It’s always a tough experience to go through realizing that someone you’ve known for years and grown close to is battling an addiction with drugs. You want to say something but also worry about how they’ll respond and what could happen to the relationship.
Remember, at the end of the day the most important part of the equation is that your friend gets a kind push towards confronting their addiction. Certain personality types are also more prone to becoming addicted, giving you a heads up on which friends you should check in with if you notice the use of substances when they may have previously been sober.
Every Conversation Needs a Point
The initial conversation is always the hardest, which is why you need to make sure you have a specific point you want to make, whether it’s concern they need treatment or simply pointing out concerning habit and mood changes.
Understanding the causes of addiction can also help prepare you for the discussion, giving you a chance to try to think through recent events that happened prior to your friend’s transition to drug addiction. Traumatic events can often lead to abuse and eventually addiction as they turn a coping mechanism into a full-fledged dependency that can be physical, psychological or both.
Remember, They Are Still Your Friend
It can be hard to separate the symptoms of addiction from your friend’s regular attitude and personality.
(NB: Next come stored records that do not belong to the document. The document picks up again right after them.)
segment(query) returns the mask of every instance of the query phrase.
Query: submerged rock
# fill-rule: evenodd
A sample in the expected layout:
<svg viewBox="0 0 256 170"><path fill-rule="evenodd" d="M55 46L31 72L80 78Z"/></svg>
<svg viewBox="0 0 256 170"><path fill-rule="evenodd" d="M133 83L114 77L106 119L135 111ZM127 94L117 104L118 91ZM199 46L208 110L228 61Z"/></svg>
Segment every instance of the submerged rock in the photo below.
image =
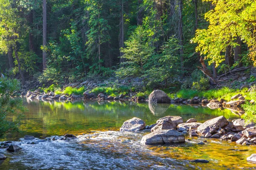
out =
<svg viewBox="0 0 256 170"><path fill-rule="evenodd" d="M35 137L33 136L30 136L30 135L25 135L24 136L24 139L25 140L35 139Z"/></svg>
<svg viewBox="0 0 256 170"><path fill-rule="evenodd" d="M168 96L160 90L153 91L148 96L149 103L168 103L170 102L171 99Z"/></svg>
<svg viewBox="0 0 256 170"><path fill-rule="evenodd" d="M0 160L5 160L7 158L7 157L4 156L3 154L0 153Z"/></svg>
<svg viewBox="0 0 256 170"><path fill-rule="evenodd" d="M17 145L11 145L7 149L9 152L16 152L21 150L22 148Z"/></svg>
<svg viewBox="0 0 256 170"><path fill-rule="evenodd" d="M247 158L247 161L254 162L254 164L256 164L256 153L252 154L250 156Z"/></svg>
<svg viewBox="0 0 256 170"><path fill-rule="evenodd" d="M157 122L157 124L151 129L151 132L172 129L176 130L176 125L170 118L167 117L165 119L159 119Z"/></svg>
<svg viewBox="0 0 256 170"><path fill-rule="evenodd" d="M228 125L227 119L223 116L207 120L198 128L198 132L202 135L207 133L212 134L220 128L222 128Z"/></svg>
<svg viewBox="0 0 256 170"><path fill-rule="evenodd" d="M175 130L161 130L152 132L143 136L140 143L145 144L156 144L184 143L185 137Z"/></svg>
<svg viewBox="0 0 256 170"><path fill-rule="evenodd" d="M144 128L145 123L143 120L137 117L125 122L120 128L120 131L137 131Z"/></svg>

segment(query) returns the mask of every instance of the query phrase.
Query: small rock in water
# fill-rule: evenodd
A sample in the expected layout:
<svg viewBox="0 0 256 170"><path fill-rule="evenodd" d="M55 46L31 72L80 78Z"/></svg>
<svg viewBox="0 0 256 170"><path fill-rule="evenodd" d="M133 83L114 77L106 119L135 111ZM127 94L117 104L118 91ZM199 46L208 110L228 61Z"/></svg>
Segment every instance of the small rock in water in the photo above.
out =
<svg viewBox="0 0 256 170"><path fill-rule="evenodd" d="M0 160L5 160L6 158L3 154L0 153Z"/></svg>
<svg viewBox="0 0 256 170"><path fill-rule="evenodd" d="M204 143L203 141L201 141L199 143L198 143L198 144L205 144Z"/></svg>
<svg viewBox="0 0 256 170"><path fill-rule="evenodd" d="M22 148L17 145L11 145L7 149L9 152L15 152L21 150Z"/></svg>
<svg viewBox="0 0 256 170"><path fill-rule="evenodd" d="M193 160L192 161L190 161L192 162L194 162L195 163L209 163L209 161L206 159L197 159L195 160Z"/></svg>
<svg viewBox="0 0 256 170"><path fill-rule="evenodd" d="M247 161L253 162L254 163L256 163L256 154L253 153L250 156L247 158Z"/></svg>
<svg viewBox="0 0 256 170"><path fill-rule="evenodd" d="M25 140L32 140L35 139L35 137L30 135L25 135L24 136L24 139Z"/></svg>

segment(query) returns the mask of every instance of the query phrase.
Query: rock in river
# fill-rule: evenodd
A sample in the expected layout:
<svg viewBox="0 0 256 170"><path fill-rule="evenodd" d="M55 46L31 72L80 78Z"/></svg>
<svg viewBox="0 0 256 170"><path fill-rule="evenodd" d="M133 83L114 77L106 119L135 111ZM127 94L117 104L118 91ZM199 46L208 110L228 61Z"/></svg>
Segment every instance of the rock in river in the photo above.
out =
<svg viewBox="0 0 256 170"><path fill-rule="evenodd" d="M120 131L137 131L145 127L145 123L143 120L137 117L127 120L120 128Z"/></svg>
<svg viewBox="0 0 256 170"><path fill-rule="evenodd" d="M21 148L17 145L11 145L7 149L9 152L14 152L21 149Z"/></svg>
<svg viewBox="0 0 256 170"><path fill-rule="evenodd" d="M252 154L247 158L247 161L253 162L253 163L256 164L256 153Z"/></svg>
<svg viewBox="0 0 256 170"><path fill-rule="evenodd" d="M167 117L160 119L157 122L157 124L151 129L151 132L172 129L176 130L176 125L172 121L170 118Z"/></svg>
<svg viewBox="0 0 256 170"><path fill-rule="evenodd" d="M144 136L140 142L145 144L184 143L185 137L182 133L173 129L161 130Z"/></svg>
<svg viewBox="0 0 256 170"><path fill-rule="evenodd" d="M220 128L228 125L227 119L223 116L207 120L198 128L198 132L204 135L207 133L212 134Z"/></svg>
<svg viewBox="0 0 256 170"><path fill-rule="evenodd" d="M0 160L4 160L6 159L6 157L3 154L0 153Z"/></svg>
<svg viewBox="0 0 256 170"><path fill-rule="evenodd" d="M160 90L156 90L150 94L148 96L149 103L168 103L171 99L163 91Z"/></svg>

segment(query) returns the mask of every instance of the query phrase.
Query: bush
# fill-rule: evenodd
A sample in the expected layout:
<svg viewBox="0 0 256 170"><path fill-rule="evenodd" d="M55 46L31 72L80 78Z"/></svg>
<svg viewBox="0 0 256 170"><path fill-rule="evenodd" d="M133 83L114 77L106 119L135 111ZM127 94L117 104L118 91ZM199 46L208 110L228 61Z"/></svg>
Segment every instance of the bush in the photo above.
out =
<svg viewBox="0 0 256 170"><path fill-rule="evenodd" d="M0 138L7 133L19 131L25 109L20 98L12 98L11 96L19 90L19 87L17 79L0 78Z"/></svg>
<svg viewBox="0 0 256 170"><path fill-rule="evenodd" d="M209 87L208 79L201 78L199 81L193 82L191 88L194 90L202 91L208 89Z"/></svg>

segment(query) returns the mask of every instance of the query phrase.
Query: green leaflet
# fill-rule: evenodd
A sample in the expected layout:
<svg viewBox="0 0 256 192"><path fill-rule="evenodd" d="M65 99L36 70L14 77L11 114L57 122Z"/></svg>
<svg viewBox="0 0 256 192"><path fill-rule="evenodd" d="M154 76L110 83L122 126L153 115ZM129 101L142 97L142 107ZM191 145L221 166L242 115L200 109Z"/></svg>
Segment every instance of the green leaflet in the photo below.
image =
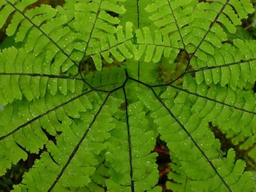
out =
<svg viewBox="0 0 256 192"><path fill-rule="evenodd" d="M158 136L168 189L255 190L209 127L256 161L256 43L229 39L250 1L0 0L0 175L40 155L12 192L160 192Z"/></svg>

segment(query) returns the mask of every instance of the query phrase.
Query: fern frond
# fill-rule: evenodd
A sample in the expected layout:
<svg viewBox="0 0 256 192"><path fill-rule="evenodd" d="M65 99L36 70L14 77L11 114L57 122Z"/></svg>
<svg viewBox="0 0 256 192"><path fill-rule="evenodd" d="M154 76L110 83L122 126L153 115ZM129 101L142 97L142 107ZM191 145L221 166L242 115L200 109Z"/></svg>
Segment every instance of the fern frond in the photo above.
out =
<svg viewBox="0 0 256 192"><path fill-rule="evenodd" d="M144 61L157 63L164 55L170 63L172 63L173 58L176 57L180 49L177 40L167 35L162 37L158 31L156 31L155 36L152 37L148 28L144 27L143 30L144 36L140 30L136 31L138 54L135 56L135 59L139 60L143 56L144 58L142 60Z"/></svg>
<svg viewBox="0 0 256 192"><path fill-rule="evenodd" d="M154 132L148 130L145 112L141 112L142 103L128 107L124 88L123 91L124 118L128 119L118 123L118 131L111 133L108 142L106 161L112 169L106 181L108 191L160 192L160 188L155 188L158 177L156 154L150 153L156 142Z"/></svg>
<svg viewBox="0 0 256 192"><path fill-rule="evenodd" d="M226 158L219 158L220 144L207 121L191 111L189 99L182 104L177 101L178 96L175 98L173 91L168 89L160 97L154 89L141 90L138 96L151 111L162 140L193 180L191 189L196 192L251 190L251 173L242 173L244 162L234 162L234 152L231 150ZM147 92L146 97L141 91ZM241 186L240 182L247 184Z"/></svg>
<svg viewBox="0 0 256 192"><path fill-rule="evenodd" d="M182 98L179 101L182 102L189 94L193 96L192 111L212 122L228 138L232 138L234 144L239 144L241 149L252 147L250 155L254 158L256 115L254 93L242 90L235 92L219 85L196 84L195 81L186 77L183 88L179 89L183 93L176 99Z"/></svg>
<svg viewBox="0 0 256 192"><path fill-rule="evenodd" d="M72 97L73 94L67 96L47 94L45 97L32 102L16 101L5 107L4 111L1 112L0 142L6 150L4 152L3 149L1 155L5 157L5 154L10 153L9 150L12 150L10 147L12 145L13 150L16 150L12 153L17 155L6 158L8 163L2 164L5 168L1 169L1 175L6 168L10 167L11 163L16 163L18 157L24 159L24 152L21 152L18 146L31 153L38 153L48 140L42 129L52 135L56 135L57 131L61 131L60 122L69 125L70 118L80 118L78 112L91 107L89 103L87 103L86 96L90 91L81 93L82 87L76 88L76 96L74 97ZM69 107L73 109L68 110ZM12 144L7 144L6 142Z"/></svg>
<svg viewBox="0 0 256 192"><path fill-rule="evenodd" d="M243 42L236 39L234 45L225 44L214 48L214 55L208 55L207 61L195 57L190 63L195 70L197 83L228 84L233 90L242 88L247 83L254 84L255 76L255 41Z"/></svg>
<svg viewBox="0 0 256 192"><path fill-rule="evenodd" d="M47 91L66 95L74 92L76 84L82 85L82 79L61 75L58 66L44 57L13 47L0 53L0 103L21 100L23 95L31 101L44 96Z"/></svg>

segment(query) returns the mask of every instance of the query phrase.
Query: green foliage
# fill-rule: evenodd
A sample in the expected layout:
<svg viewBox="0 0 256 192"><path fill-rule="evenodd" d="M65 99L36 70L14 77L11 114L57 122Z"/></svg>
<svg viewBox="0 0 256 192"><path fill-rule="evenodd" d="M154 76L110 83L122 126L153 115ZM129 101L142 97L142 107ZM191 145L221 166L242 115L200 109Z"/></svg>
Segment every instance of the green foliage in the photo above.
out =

Behavioral changes such as mood swings, paranoia, self-isolation, anxiety and depression are some of the most common symptoms that impact how interactions are handled.
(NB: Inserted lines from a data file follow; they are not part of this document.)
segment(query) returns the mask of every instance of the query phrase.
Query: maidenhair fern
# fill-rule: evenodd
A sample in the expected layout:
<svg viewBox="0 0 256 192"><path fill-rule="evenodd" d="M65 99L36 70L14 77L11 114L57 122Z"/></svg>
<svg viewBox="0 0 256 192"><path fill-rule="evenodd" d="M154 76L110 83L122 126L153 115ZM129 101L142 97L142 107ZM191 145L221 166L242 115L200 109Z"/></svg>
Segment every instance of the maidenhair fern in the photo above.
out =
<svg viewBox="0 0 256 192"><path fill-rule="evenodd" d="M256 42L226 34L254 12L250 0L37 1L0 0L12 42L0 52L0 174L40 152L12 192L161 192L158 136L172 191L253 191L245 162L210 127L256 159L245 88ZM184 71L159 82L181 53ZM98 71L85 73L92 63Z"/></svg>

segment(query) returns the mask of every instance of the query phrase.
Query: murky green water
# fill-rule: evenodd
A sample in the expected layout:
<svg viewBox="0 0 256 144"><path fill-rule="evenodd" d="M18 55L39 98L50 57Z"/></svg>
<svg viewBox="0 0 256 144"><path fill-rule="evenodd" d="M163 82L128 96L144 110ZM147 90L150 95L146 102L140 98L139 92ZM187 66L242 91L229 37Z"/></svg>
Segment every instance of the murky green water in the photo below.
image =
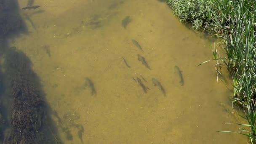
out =
<svg viewBox="0 0 256 144"><path fill-rule="evenodd" d="M21 8L27 3L20 0ZM21 10L29 33L9 45L32 61L64 143L247 141L238 134L216 132L235 131L238 127L224 123L242 120L232 113L232 92L216 81L214 62L196 67L212 58L211 43L184 26L165 3L38 0L34 4L41 7Z"/></svg>

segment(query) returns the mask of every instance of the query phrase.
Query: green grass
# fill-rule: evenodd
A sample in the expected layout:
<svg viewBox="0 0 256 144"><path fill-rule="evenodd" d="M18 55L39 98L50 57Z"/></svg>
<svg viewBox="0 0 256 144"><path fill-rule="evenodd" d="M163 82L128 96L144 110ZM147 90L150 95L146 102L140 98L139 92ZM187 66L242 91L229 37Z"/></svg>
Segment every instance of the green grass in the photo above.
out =
<svg viewBox="0 0 256 144"><path fill-rule="evenodd" d="M250 131L242 129L239 131L248 136L251 143L256 143L256 0L166 2L182 20L197 25L195 28L210 28L208 31L225 40L226 57L217 55L216 49L213 51L216 73L219 74L224 67L230 72L234 88L233 103L242 106L245 115L243 117L248 123L240 125L250 128ZM197 5L204 8L195 9ZM201 22L197 24L197 21Z"/></svg>

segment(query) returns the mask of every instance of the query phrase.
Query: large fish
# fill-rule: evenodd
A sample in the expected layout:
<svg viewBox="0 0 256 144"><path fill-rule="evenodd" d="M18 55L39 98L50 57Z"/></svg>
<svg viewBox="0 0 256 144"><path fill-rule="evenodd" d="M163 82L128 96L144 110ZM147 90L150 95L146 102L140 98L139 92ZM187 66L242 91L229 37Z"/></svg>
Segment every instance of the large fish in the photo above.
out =
<svg viewBox="0 0 256 144"><path fill-rule="evenodd" d="M85 78L85 88L87 88L88 87L91 88L92 96L96 94L96 90L95 90L95 87L94 87L94 84L89 78L86 77Z"/></svg>
<svg viewBox="0 0 256 144"><path fill-rule="evenodd" d="M153 84L154 86L158 87L158 88L160 89L161 91L162 91L162 92L163 93L163 95L165 96L165 91L162 86L161 83L160 83L160 82L159 81L157 80L154 78L152 78L152 83L153 83Z"/></svg>
<svg viewBox="0 0 256 144"><path fill-rule="evenodd" d="M141 56L141 55L139 54L138 54L138 60L141 61L142 64L144 65L148 69L151 70L148 64L145 60L145 58L143 56Z"/></svg>
<svg viewBox="0 0 256 144"><path fill-rule="evenodd" d="M181 71L179 67L177 66L175 66L174 67L174 69L175 69L175 72L178 74L179 78L180 79L180 81L179 81L179 83L181 84L181 85L183 86L184 85L184 81L183 80L183 77L182 77L182 74L181 74Z"/></svg>
<svg viewBox="0 0 256 144"><path fill-rule="evenodd" d="M40 7L40 5L33 5L33 6L28 6L26 7L23 8L21 8L23 10L25 10L26 9L31 10L31 9L36 9Z"/></svg>

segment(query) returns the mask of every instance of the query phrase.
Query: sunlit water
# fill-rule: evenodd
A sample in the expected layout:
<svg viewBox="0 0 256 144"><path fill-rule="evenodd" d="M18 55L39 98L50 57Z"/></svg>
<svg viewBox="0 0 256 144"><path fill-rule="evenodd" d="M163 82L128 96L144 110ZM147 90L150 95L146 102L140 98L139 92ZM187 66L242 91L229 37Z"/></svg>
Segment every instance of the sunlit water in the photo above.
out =
<svg viewBox="0 0 256 144"><path fill-rule="evenodd" d="M21 8L27 4L19 2ZM37 0L34 5L41 7L21 10L29 33L9 45L32 61L64 143L247 141L216 132L239 128L224 123L245 123L232 113L230 83L226 78L227 88L216 81L214 61L197 67L212 59L213 43L185 27L165 3ZM175 66L182 71L183 85Z"/></svg>

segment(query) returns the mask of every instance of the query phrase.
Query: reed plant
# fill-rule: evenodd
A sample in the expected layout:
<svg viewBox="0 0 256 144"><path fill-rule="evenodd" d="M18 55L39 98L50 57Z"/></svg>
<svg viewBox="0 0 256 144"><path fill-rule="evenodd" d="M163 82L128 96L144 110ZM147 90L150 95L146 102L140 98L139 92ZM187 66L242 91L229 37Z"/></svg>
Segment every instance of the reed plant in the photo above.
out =
<svg viewBox="0 0 256 144"><path fill-rule="evenodd" d="M250 128L242 127L239 133L256 143L256 0L166 0L166 3L195 29L209 29L208 32L224 40L226 57L221 58L215 48L213 51L217 80L220 69L226 67L234 88L232 104L241 106L245 113L241 116L248 122L237 124Z"/></svg>
<svg viewBox="0 0 256 144"><path fill-rule="evenodd" d="M211 3L217 10L211 19L220 27L221 35L226 40L227 57L217 57L216 51L214 59L221 61L217 64L225 66L230 72L235 89L233 102L242 106L245 114L242 117L248 123L238 124L250 128L250 131L239 130L240 133L248 136L251 142L255 143L256 1L212 0Z"/></svg>

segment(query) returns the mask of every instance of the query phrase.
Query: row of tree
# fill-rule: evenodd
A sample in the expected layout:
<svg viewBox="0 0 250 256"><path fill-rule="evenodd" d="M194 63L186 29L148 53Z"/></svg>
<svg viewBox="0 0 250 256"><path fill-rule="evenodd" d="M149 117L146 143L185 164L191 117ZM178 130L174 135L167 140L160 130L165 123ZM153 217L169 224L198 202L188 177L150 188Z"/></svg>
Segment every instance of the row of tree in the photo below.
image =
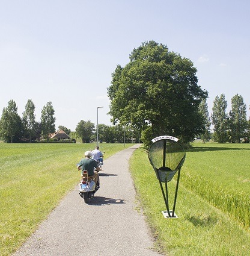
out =
<svg viewBox="0 0 250 256"><path fill-rule="evenodd" d="M49 140L49 134L55 131L55 111L48 102L41 112L41 121L35 120L35 105L28 99L22 118L17 113L16 102L11 99L4 108L0 119L0 137L5 142L31 142L40 140L41 136Z"/></svg>
<svg viewBox="0 0 250 256"><path fill-rule="evenodd" d="M227 113L228 105L225 95L217 96L210 116L206 101L201 103L200 111L206 120L205 130L201 134L204 142L211 139L212 136L213 141L222 143L249 142L250 119L247 119L246 104L239 94L231 98L231 110ZM212 134L211 124L213 126Z"/></svg>
<svg viewBox="0 0 250 256"><path fill-rule="evenodd" d="M11 99L8 106L4 108L0 119L0 138L7 143L31 142L40 140L49 140L49 134L55 132L55 111L51 102L48 102L41 112L41 120L35 120L35 106L31 99L27 101L25 110L21 117L17 113L15 101ZM81 120L76 126L76 131L71 131L65 126L59 125L72 139L82 143L96 140L96 130L90 120ZM139 134L129 126L118 124L109 126L99 125L99 140L106 143L139 142ZM135 137L133 138L133 137Z"/></svg>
Even with a step-by-step guide to how to approach a loved one addicted to drugs, it’s an emotional and often high-pressure situation to navigate. When symptoms of addiction start having a physical impact, it can become even more difficult to remember the version of them you grew to love. Physical changes often present themselves as drastic weight change, alterations in their pupils or having bloodshot eyes, frequent nosebleeds or dried blood under their nose.
Work Towards a Solution
The conversation that must be had can be difficult to receive from your friend’s side. It often feels as though you are berating them on a mistake they’ve made that they’re typically aware of but perhaps not the full impact it’s had. Addiction can blind users to the side effects and strains it causes internally and externally.
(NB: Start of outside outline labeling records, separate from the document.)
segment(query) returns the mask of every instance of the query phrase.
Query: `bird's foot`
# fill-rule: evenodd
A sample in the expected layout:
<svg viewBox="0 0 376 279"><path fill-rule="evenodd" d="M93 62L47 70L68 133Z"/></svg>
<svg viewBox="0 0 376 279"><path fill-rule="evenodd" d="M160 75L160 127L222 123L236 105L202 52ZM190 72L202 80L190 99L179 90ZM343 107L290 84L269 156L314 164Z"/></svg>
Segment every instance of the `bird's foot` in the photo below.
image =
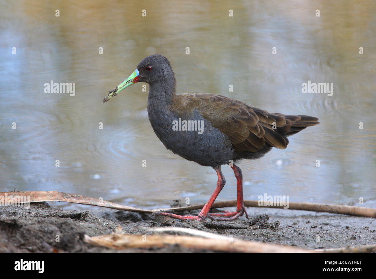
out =
<svg viewBox="0 0 376 279"><path fill-rule="evenodd" d="M179 220L193 220L194 221L202 221L205 219L206 217L214 220L214 218L211 216L207 215L206 216L195 216L194 215L178 215L177 214L174 213L169 213L167 212L156 212L154 213L156 215L163 215L163 216L168 216L171 218L179 219Z"/></svg>
<svg viewBox="0 0 376 279"><path fill-rule="evenodd" d="M216 220L218 221L232 221L238 217L243 216L243 214L245 213L246 217L247 219L249 219L244 206L243 206L240 210L237 211L232 212L224 210L223 211L224 213L209 213L208 214L208 217L220 217L220 218L216 218Z"/></svg>

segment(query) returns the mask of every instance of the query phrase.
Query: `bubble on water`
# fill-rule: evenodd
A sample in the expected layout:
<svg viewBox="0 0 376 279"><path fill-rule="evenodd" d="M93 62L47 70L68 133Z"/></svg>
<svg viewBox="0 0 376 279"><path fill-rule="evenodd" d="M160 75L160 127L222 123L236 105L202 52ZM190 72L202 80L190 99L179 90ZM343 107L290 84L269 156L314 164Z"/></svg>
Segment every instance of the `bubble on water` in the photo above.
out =
<svg viewBox="0 0 376 279"><path fill-rule="evenodd" d="M102 179L104 177L104 175L99 173L94 173L90 175L90 178L92 179Z"/></svg>

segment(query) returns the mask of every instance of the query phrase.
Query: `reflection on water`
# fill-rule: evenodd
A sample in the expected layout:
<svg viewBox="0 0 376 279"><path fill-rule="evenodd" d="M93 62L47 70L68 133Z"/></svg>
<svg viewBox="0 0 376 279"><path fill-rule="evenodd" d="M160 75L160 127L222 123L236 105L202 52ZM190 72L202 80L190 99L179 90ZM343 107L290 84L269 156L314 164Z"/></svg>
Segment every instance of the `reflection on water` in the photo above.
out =
<svg viewBox="0 0 376 279"><path fill-rule="evenodd" d="M290 138L287 149L240 163L245 199L376 199L376 4L343 2L2 4L2 190L61 191L144 208L187 197L205 202L215 172L165 149L149 123L142 84L102 103L140 60L159 53L172 63L178 92L220 94L320 118ZM75 96L44 93L50 80L75 83ZM303 94L308 80L333 83L333 96ZM227 183L218 199L235 199L232 170L223 170Z"/></svg>

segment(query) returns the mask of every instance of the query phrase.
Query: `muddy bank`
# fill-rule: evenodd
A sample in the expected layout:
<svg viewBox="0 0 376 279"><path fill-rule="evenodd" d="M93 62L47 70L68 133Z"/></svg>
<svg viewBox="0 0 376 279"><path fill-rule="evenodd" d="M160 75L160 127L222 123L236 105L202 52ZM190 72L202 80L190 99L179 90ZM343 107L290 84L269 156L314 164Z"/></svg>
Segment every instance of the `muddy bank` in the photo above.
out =
<svg viewBox="0 0 376 279"><path fill-rule="evenodd" d="M193 211L189 213L196 214L199 212ZM153 233L149 230L151 228L168 226L309 249L376 243L376 219L373 218L265 208L249 208L247 212L249 220L242 217L230 222L200 222L159 217L156 220L156 216L152 214L110 209L90 212L65 211L45 202L32 204L28 209L20 206L1 207L0 252L211 252L195 251L176 246L162 249L116 250L92 246L83 240L85 234L93 236L121 230L124 234L148 235Z"/></svg>

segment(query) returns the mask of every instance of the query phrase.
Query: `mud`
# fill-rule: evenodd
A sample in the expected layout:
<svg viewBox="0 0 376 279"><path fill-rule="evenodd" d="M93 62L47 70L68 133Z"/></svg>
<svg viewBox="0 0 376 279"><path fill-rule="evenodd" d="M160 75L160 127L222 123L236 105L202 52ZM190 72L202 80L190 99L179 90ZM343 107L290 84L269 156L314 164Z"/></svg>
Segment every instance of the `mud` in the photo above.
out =
<svg viewBox="0 0 376 279"><path fill-rule="evenodd" d="M45 202L32 204L28 209L1 207L0 252L211 252L176 246L117 250L92 246L83 240L85 234L92 236L121 229L124 234L147 235L153 233L149 230L150 228L168 226L308 249L376 243L376 220L373 218L270 208L248 208L247 211L250 220L242 217L232 222L198 222L107 209L68 211Z"/></svg>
Make sure you help your friend understand that it’s not too late to get help and that it’s all being brought up from a place of love and compassion for them. Look into local treatment facilities and rehab programs beforehand to understand how they work, equipping you with a follow up conversation if your friend is open to the idea.
One last tip for the conversation is to keep reminding them that you care. Stay away from pointing out more problem areas than necessary or assigning blame to them for something they did due to their addiction.
Lay out the facts and concerns, remind them throughout the conversation that you want to help and then follow up with them regularly either to check in or help them personally get through the journey to sobriety.